Postgresql – Compress JSON String Stored in PostgreSQL, such as MessagePack

compressionencodingjsonpostgresqlpostgresql-11

JSON strings are currently being stored in a PostgreSQL 11 table in a text field. For example, a row can have the text field asks containing the string:

{"0.000295":1544.2,"0.000324":1050,"0.000325":40.1,"0.000348":0}

Question: Is it possible to store it in a format that consumes lesser space? Using some CPU cycles to serialize/deserialize the JSON string is acceptable as a compromise for using lesser storage space. The JSON data does not need to be searchable. The JSON object keys are almost always different in different rows.

I am particularly interested in using JSON encoding/compression algorithms like MessagePack with zlib, but how can we use this when inserting the record into the PostgreSQL table?

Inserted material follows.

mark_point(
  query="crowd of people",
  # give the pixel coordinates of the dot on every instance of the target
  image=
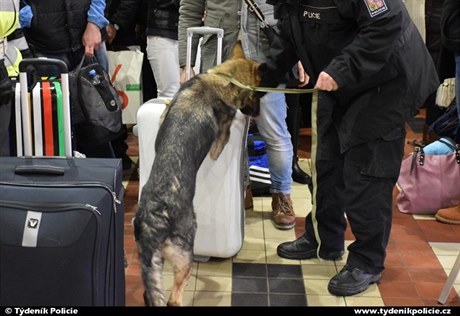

Note: Also using Node.js with Knex.js to communicate with PostgreSQL. Currently converting JSON objects to strings using Node's JSON.stringify function.

Best Answer

Individual PostgreSQL fields over 2000 bytes are automatically compressed, for TOAST storage. However, this compression is not very good, and is local to just that one PostgreSQL value, so can't compress out repetition that occurs between values (like the same keys being used repeatedly, but only once in each JSON structure). You might want to look at ZSON for compression that uses the whole column for compression context (I've never use it myself).

I am particularly interested in using JSON encoding/compression algorithms like MessagePack with zlib, but how can we use this when inserting the record into the PostgreSQL table?

You could always compress it on the client, then pass it to and from the database as bytea. Of course then you can't do JSON manipulation inside the database. Also working with bytea is generally unpleasant.

If you can find an implementation of MessagePack in Perl or Python, you could use those pl languages to allow compression and decompression inside the database.